You can use the CoreGraphics APIs (within the ApplicationServices framework again) to send keyboard events to the target application (or just to the system) directly. This would mean sending four events: Command-down, C-down, C-up, Command-up.
None of these are ideal. To be honest, your best approach would be to look at your requirements and figure out how you can best engineer around the problem by changing those requirements in some way, i.e. instead of grabbing something directly, ask the user to provide some input, etc.
You might be interested in SIMBL or in mach_inject. SIMBL is a daemon (in my fork based on mach_inject, in the original version based on injection via some ScriptingAdditions hack) which does the injection for you, so you just need to put a bundle with your code into the SIMBL directory and SIMBL will inject it for you into the target application. Or you can do so yourself via mach_inject. Or probably more convenient, mach_inject_framework which injects and runs code which just loads some framework.

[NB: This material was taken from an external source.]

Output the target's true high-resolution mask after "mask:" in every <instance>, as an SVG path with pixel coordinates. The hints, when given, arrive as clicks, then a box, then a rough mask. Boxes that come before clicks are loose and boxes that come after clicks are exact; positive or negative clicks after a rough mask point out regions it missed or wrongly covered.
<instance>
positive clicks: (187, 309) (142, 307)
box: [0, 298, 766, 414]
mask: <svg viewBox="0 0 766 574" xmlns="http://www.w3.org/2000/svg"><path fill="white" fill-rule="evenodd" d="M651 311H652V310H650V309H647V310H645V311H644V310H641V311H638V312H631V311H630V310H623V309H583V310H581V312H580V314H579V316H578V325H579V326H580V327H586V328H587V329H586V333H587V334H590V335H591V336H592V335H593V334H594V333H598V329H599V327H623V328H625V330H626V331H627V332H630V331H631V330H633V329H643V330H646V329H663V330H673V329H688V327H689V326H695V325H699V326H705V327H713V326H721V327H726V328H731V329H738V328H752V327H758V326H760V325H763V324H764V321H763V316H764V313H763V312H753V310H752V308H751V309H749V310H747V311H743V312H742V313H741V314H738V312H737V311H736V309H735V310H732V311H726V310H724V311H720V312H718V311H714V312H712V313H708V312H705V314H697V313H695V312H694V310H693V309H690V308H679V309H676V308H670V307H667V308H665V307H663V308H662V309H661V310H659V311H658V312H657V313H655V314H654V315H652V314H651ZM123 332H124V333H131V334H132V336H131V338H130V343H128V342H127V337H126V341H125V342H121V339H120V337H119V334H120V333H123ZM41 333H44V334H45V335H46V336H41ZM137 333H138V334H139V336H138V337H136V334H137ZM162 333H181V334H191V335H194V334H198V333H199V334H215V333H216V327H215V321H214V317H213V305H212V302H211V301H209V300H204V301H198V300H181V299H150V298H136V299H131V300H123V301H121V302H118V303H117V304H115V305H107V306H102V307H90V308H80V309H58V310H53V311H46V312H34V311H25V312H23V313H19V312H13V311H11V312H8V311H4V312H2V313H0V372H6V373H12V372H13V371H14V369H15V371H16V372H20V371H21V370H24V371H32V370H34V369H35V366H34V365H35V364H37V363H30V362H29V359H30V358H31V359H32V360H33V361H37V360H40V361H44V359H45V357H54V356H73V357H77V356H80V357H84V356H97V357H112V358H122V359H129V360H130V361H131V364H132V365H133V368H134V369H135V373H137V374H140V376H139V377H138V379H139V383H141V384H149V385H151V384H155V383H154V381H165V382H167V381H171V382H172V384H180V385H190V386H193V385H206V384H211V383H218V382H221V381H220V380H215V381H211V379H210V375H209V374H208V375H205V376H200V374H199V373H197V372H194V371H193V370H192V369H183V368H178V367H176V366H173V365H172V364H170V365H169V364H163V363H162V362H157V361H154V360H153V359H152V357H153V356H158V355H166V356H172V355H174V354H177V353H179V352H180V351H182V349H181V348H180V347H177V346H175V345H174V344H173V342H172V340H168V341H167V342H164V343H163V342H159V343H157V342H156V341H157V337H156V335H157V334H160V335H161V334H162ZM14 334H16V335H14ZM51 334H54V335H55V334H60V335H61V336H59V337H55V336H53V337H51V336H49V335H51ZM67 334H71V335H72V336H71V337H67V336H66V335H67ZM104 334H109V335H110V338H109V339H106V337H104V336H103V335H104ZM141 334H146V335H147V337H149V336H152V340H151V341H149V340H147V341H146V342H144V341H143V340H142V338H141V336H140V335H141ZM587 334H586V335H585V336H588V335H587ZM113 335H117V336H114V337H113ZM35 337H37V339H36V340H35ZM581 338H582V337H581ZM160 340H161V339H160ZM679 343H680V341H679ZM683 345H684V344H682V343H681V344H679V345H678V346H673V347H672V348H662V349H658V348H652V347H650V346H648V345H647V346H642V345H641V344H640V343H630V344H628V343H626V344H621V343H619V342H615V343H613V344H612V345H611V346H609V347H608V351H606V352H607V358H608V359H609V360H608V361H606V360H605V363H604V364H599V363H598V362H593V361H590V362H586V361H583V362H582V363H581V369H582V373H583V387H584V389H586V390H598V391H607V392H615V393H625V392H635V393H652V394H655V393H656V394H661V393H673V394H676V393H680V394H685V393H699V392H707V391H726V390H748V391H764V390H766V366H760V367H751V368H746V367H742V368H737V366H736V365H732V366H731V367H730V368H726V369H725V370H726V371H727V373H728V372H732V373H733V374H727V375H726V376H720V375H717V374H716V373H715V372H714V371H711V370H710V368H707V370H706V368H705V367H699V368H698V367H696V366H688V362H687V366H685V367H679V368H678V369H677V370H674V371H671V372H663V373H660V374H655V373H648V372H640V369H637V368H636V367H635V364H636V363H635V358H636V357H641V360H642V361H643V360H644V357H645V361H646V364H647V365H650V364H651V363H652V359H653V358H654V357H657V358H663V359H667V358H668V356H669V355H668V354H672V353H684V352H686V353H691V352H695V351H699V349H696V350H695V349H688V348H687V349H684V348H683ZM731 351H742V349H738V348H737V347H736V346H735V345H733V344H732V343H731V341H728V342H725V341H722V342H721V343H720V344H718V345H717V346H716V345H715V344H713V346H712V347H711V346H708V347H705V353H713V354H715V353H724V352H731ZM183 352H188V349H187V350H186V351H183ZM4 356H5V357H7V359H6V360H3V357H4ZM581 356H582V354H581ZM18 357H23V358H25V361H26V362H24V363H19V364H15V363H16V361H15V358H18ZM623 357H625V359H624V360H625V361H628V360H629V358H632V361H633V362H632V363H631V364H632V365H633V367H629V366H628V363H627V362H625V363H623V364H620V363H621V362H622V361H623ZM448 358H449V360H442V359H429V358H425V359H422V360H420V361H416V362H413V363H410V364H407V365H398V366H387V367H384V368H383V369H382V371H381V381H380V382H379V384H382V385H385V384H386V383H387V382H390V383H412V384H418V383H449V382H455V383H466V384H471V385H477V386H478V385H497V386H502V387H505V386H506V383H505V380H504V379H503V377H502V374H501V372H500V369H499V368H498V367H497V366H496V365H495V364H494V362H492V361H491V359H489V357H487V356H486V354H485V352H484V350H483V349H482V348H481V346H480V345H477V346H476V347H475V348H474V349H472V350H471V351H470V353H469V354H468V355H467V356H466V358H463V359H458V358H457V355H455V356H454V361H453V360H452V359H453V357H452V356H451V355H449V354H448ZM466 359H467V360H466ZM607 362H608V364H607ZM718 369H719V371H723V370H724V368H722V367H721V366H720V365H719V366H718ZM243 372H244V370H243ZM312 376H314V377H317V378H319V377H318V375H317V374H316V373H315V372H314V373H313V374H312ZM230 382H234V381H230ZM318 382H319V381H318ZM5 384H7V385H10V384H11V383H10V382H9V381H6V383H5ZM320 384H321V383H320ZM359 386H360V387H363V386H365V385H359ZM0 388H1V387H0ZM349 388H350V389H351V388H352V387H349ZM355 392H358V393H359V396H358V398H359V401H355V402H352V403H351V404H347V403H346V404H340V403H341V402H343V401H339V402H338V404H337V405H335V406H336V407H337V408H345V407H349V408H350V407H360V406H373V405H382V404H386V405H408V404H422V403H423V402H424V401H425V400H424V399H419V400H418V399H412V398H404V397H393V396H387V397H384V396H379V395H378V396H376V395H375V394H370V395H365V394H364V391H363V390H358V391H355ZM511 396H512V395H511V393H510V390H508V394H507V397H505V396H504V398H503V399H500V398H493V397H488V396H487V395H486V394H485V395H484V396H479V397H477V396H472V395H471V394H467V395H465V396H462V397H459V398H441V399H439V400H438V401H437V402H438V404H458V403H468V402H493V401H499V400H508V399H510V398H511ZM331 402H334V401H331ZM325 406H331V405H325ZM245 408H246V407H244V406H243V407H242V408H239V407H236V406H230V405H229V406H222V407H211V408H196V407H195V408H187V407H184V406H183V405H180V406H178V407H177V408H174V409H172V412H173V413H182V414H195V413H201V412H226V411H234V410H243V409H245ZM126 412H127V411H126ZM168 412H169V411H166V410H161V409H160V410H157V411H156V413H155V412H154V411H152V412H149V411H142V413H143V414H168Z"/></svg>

I think Jim may overstate the point a bit; he's not wrong, but it seems misleading. There are lots of ways to cause a Cocoa program to execute its own code under you control (Carbon is harder). The Accessibility API is very commonly used this way (so commonly that I expect it to be repurposed eventually). Fscript can give you all kinds of access to the innards of another Cocoa program. While Input Managers may well exit the scene at some point, SIMBL is still out there today to do this kind of stuff.
Whether you like Applescript or not, Apple Events are the primary way Apple provides for inter-program control. Have you double-checked Script Editor's Open Library function to find out if the program really does have any Applescript support? You can code Apple Events entirely in Objective-C these days using Leopard's Scripting Bridge. I wrote up a tutorial if you like (it's still under-documented by Apple).
Cocoa is a reverse-engineer's dream. The same guys who host SIMBL have a nice intro to the subject. "Wolf" also writes a lot of useful information on this.
Jim's right. Many of these approaches can completely destabilize the system if done incorrectly (sometimes even if done correctly). I don't do much of this stuff on my production systems; I need them to work. But there are a lot of things you can make a Mac app do, and it's a good part of a Mac developer's training to understand how all the pieces really work.